SB: You’re the second guy that asked that! Personally, I’d like to get some international presence again. I think it’s the only element missing in the mix right now because honestly, I think we’re racing at awesome places. There’s really not many places in the states that I’d wish we’d go. Personally I’d love to go back to Milwaukee. But it’s kind of an overloaded market already, so it’s tough to make it work but I’m glad we’re back at Road America and there’s lots of cool tracks we go to and going back to Portland- so pretty happy with that. But for sure if we could race once or twice in Europe or other parts of the world that would really make it a full house.

VG: If I had the chance, and I think you’d like this addition- I’d put Eurospeedway back on the schedule. I thought that when you won there back in 2003- your second win and your first oval win, I thought there was a great turnout from the German fans and it would give you that international presence you’d like to see on the IndyCar schedule.

SB: I think you’re right. I think it would be cool to go to a place like Spa and a place like Lausitz (Eurospeedway). It showcases what IndyCar can do and what the car is capable of. That place is actually pretty awesome to be honest. Obviously it was a very dark day for IndyCar there before with Alex’s (Zanardi) crash (in 2001) and everything, but I really thought the place put on quite a show.

VG: And it would give IndyCar one more oval race.

SB: Yea absolutely, and a different one. So it’s always exciting to do that.

VG: Going back to 2007 with Graham Rahal at Newman-Haas, your IndyCar teammates have almost exclusively been rookies. Has that helped you grow as a leader? More so then if you were paired with other veterans?

SB: I guess it makes me lean on the team and myself more than anything. You can only be of help to the rookie as much as he is willing or wanting to learn from you. I’ve always been an open book and never shy of answering questions but everybody is different. Some kids want to learn from someone they think is of use to them and some kids just feel like they’ll get it figured out and they really don’t want to ask any questions. It really depends on the personality you’re dealing with.
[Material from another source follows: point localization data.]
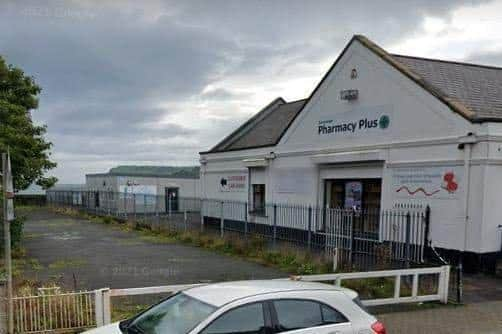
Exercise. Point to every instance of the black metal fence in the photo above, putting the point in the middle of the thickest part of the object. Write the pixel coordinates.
(394, 237)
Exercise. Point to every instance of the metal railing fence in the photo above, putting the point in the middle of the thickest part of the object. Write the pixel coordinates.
(365, 238)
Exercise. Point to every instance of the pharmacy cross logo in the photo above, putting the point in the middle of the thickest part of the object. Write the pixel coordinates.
(383, 122)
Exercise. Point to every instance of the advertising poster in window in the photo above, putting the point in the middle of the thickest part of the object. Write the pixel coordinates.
(233, 183)
(427, 182)
(353, 195)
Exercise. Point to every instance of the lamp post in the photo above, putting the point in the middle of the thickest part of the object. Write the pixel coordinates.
(8, 215)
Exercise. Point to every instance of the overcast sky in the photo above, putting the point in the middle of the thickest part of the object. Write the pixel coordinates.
(155, 82)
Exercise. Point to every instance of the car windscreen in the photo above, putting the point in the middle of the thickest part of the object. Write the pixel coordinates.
(176, 315)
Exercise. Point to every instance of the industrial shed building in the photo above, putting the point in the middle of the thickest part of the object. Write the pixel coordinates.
(142, 189)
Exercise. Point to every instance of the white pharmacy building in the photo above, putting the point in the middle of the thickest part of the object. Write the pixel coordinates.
(379, 131)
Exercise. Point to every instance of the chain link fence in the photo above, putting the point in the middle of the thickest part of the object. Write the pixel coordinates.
(363, 239)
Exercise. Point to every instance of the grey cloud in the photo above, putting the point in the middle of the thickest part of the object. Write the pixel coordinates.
(106, 66)
(493, 58)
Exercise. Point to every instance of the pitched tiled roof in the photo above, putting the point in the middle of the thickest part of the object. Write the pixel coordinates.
(264, 129)
(478, 87)
(473, 91)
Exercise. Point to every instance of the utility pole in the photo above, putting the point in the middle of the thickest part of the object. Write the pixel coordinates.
(8, 215)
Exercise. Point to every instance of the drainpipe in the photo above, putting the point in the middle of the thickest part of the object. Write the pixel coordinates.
(465, 143)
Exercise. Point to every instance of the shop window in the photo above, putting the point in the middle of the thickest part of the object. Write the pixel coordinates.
(259, 199)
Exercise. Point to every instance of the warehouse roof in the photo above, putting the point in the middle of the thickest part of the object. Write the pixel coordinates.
(183, 172)
(471, 90)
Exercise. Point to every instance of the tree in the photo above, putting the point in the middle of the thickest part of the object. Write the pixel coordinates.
(30, 152)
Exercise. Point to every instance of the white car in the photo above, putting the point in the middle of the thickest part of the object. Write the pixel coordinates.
(254, 307)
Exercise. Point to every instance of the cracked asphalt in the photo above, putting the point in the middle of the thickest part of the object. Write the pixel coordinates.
(79, 254)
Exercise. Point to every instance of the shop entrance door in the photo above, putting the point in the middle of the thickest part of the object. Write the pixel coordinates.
(359, 198)
(356, 194)
(172, 200)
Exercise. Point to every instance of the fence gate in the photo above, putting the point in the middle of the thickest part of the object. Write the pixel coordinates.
(51, 311)
(396, 235)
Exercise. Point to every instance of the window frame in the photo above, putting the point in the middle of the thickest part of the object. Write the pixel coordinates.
(275, 318)
(267, 316)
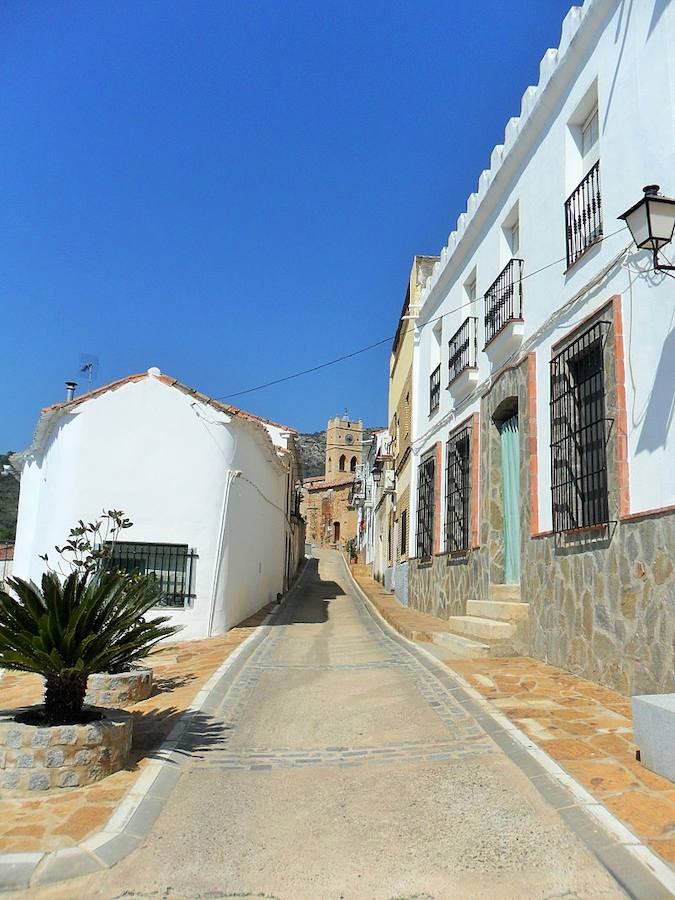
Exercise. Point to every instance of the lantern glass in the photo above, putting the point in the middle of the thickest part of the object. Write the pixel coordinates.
(638, 223)
(662, 221)
(652, 220)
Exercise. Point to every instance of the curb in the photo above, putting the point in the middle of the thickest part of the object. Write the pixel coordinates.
(634, 865)
(132, 820)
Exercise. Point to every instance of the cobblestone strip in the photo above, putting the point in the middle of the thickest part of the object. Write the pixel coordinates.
(134, 817)
(630, 862)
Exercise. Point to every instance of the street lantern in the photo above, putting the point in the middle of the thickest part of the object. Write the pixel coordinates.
(652, 222)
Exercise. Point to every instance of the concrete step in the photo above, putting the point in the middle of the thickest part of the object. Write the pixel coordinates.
(458, 647)
(505, 592)
(504, 610)
(481, 629)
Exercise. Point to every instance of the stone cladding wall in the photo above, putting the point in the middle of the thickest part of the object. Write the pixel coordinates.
(602, 605)
(607, 612)
(34, 758)
(442, 586)
(118, 690)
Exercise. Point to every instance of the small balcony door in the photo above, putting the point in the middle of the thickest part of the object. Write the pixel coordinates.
(511, 498)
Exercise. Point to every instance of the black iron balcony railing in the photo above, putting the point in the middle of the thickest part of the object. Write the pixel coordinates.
(463, 348)
(583, 216)
(504, 299)
(434, 390)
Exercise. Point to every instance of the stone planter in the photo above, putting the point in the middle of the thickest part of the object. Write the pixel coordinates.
(118, 690)
(39, 757)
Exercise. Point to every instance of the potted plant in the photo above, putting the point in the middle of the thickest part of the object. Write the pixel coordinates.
(89, 548)
(91, 621)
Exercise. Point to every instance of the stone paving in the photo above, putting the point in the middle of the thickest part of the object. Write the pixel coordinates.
(58, 820)
(587, 729)
(337, 761)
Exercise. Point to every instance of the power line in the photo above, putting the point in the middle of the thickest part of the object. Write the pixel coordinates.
(338, 359)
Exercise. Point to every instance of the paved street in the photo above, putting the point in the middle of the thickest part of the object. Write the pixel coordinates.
(340, 766)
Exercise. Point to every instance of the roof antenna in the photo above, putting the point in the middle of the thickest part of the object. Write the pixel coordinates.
(88, 367)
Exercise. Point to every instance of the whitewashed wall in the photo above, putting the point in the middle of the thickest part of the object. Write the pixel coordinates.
(170, 462)
(625, 52)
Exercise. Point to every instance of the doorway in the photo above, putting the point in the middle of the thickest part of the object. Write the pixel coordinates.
(510, 454)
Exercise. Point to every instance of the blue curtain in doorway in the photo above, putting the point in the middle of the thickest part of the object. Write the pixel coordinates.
(511, 497)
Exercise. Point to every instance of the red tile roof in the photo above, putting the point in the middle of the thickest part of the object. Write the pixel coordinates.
(171, 382)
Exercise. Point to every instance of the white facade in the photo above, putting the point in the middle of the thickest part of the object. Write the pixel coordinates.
(186, 471)
(617, 59)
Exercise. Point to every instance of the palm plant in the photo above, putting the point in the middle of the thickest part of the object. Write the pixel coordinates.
(68, 629)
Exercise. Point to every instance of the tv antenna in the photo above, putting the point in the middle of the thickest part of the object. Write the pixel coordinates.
(88, 367)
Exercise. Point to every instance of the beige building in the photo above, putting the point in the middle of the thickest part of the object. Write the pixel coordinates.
(325, 505)
(393, 511)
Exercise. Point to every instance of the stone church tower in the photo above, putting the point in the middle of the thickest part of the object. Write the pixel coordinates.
(343, 448)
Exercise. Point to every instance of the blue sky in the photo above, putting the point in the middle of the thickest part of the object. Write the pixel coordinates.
(234, 191)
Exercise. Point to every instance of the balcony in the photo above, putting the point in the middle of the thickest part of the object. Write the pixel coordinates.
(462, 359)
(434, 390)
(583, 216)
(504, 326)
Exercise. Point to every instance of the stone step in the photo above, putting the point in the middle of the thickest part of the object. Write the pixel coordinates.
(481, 629)
(458, 647)
(504, 610)
(505, 592)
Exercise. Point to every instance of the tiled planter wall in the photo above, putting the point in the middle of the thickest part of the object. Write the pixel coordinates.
(34, 758)
(119, 690)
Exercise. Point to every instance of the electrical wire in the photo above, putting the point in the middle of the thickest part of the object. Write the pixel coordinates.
(346, 356)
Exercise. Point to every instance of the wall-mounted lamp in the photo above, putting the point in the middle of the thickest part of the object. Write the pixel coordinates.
(652, 222)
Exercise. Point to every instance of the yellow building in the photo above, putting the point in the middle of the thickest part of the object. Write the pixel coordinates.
(394, 513)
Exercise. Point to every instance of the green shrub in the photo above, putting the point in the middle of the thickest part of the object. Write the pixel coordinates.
(67, 629)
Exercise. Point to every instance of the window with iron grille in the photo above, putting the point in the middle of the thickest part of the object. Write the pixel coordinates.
(462, 348)
(583, 216)
(434, 390)
(404, 532)
(171, 564)
(579, 433)
(425, 507)
(457, 490)
(504, 299)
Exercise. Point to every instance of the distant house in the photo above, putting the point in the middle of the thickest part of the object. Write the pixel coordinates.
(211, 491)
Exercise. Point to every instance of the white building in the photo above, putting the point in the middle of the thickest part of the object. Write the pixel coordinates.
(210, 489)
(544, 368)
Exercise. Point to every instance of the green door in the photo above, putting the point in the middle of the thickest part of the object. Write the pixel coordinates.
(511, 499)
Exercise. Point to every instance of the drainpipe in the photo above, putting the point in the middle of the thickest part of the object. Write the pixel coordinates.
(229, 478)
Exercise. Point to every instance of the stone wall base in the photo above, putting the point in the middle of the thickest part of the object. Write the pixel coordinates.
(40, 758)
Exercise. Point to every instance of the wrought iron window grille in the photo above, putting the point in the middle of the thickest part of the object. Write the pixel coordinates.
(580, 431)
(457, 491)
(171, 564)
(435, 390)
(463, 349)
(425, 507)
(504, 299)
(583, 215)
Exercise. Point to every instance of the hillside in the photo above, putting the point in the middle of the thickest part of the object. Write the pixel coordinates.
(312, 448)
(9, 501)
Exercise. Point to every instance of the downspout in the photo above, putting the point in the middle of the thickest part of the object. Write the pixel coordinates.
(230, 477)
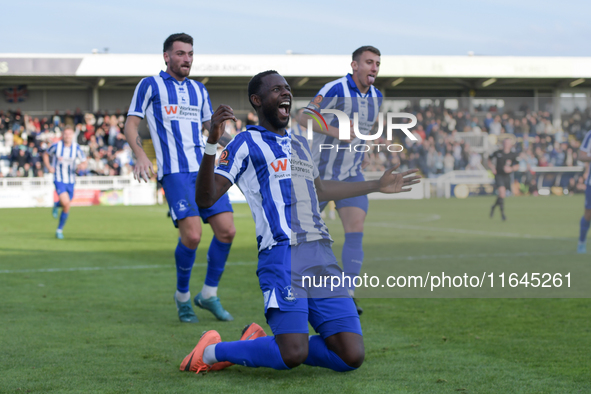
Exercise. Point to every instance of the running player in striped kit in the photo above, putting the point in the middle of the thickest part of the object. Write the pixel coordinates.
(352, 94)
(585, 156)
(277, 175)
(63, 156)
(177, 109)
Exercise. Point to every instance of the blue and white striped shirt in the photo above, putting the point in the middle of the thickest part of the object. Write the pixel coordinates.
(276, 175)
(343, 94)
(175, 113)
(586, 147)
(63, 159)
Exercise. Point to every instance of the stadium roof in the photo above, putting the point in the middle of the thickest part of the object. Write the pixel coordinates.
(410, 72)
(115, 65)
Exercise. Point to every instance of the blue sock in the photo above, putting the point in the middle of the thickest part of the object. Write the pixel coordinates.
(63, 218)
(217, 255)
(260, 352)
(352, 255)
(184, 258)
(320, 356)
(584, 228)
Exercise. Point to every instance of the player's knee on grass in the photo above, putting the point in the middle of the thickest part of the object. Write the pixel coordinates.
(191, 240)
(349, 347)
(226, 235)
(293, 348)
(65, 203)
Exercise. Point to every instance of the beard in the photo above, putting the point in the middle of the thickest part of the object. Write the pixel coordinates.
(271, 115)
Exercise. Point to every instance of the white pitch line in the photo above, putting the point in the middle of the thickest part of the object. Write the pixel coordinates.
(465, 231)
(393, 258)
(468, 256)
(124, 267)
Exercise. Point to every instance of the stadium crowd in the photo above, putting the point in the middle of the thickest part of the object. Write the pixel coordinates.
(439, 149)
(24, 139)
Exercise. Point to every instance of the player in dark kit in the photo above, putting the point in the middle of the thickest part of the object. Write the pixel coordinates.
(506, 163)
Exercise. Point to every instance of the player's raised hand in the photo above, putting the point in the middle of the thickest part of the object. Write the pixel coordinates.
(218, 122)
(143, 169)
(392, 182)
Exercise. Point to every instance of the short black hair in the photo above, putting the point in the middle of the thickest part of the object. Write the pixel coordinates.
(359, 51)
(256, 82)
(182, 37)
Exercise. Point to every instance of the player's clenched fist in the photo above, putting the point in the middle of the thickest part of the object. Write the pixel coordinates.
(218, 122)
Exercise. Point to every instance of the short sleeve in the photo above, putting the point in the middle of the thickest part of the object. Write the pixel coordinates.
(52, 150)
(586, 144)
(141, 98)
(80, 154)
(206, 108)
(234, 159)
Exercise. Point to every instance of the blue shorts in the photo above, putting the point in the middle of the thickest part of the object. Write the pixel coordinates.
(287, 306)
(359, 201)
(61, 187)
(179, 189)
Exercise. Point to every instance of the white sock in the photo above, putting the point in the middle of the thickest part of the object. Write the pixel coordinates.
(209, 355)
(183, 297)
(209, 291)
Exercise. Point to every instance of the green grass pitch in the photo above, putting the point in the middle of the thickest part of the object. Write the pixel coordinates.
(104, 320)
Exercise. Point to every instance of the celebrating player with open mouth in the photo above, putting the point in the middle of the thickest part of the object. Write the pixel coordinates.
(276, 173)
(177, 108)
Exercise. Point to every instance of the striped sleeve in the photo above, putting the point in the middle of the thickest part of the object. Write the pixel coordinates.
(206, 108)
(586, 144)
(52, 150)
(234, 159)
(141, 98)
(80, 154)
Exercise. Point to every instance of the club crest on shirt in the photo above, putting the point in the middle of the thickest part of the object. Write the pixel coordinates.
(280, 168)
(287, 294)
(223, 161)
(182, 206)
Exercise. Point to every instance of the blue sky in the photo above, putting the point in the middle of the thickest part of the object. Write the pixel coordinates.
(501, 27)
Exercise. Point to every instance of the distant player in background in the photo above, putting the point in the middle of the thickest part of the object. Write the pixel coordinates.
(505, 164)
(353, 93)
(585, 155)
(177, 109)
(63, 156)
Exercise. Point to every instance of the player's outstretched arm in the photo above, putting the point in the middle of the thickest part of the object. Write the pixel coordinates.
(390, 182)
(224, 139)
(143, 166)
(46, 162)
(210, 186)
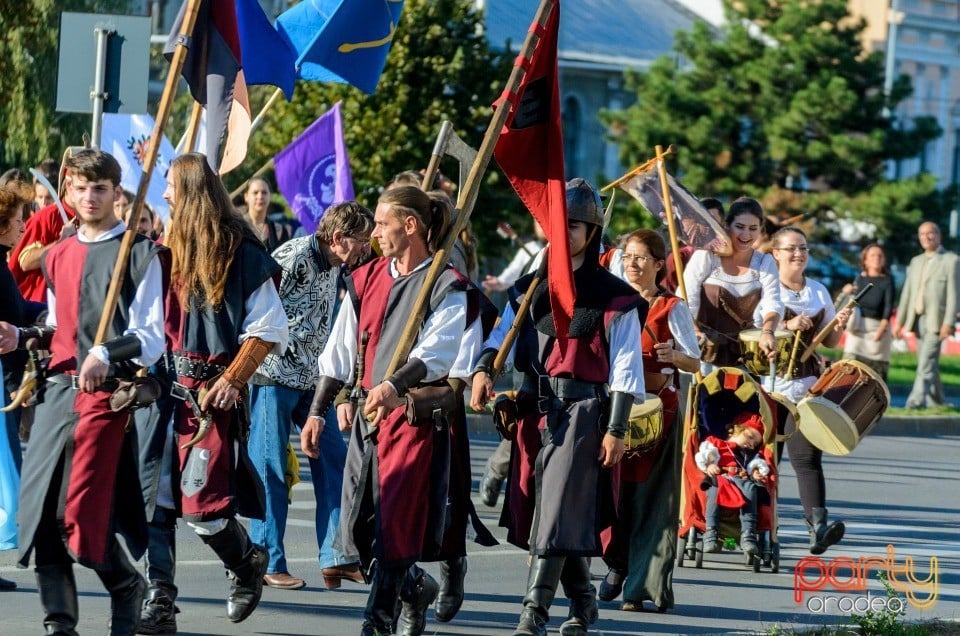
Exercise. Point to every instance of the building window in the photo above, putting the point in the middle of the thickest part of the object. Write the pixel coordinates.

VG: I’m going to list a number of cars you’ve had the opportunity to race in North America. Pick one of those cars and then any track on the current IndyCar schedule to race it on.

  1. 1.Lola Ford-Cosworth [2003-2006]
  2. 2.Panoz Cosworth [2007]
  3. 3.Dallara DW12 [2012-2014]
  4. 4.Dallara DW12 Manufacturer’s Aero Kit [2015-2017]
  5. 5.Dallara DW12 Universal Aero Kit [2018]

SB: Definitely be the Panoz at Road America. To this day that remains the best feel I’ve ever had in a race car. That day we put that thing on the pole it was a like second on the field. The car was just phenomenal. I’ve very rarely in my career felt one with a car that much.

VG: Everyone who’s had a chance to race that car feel very nostalgic and speaks very highly of it.

SB: On the street course it was a bit challenging, but on the road course that thing was unbelievable. It was awesome.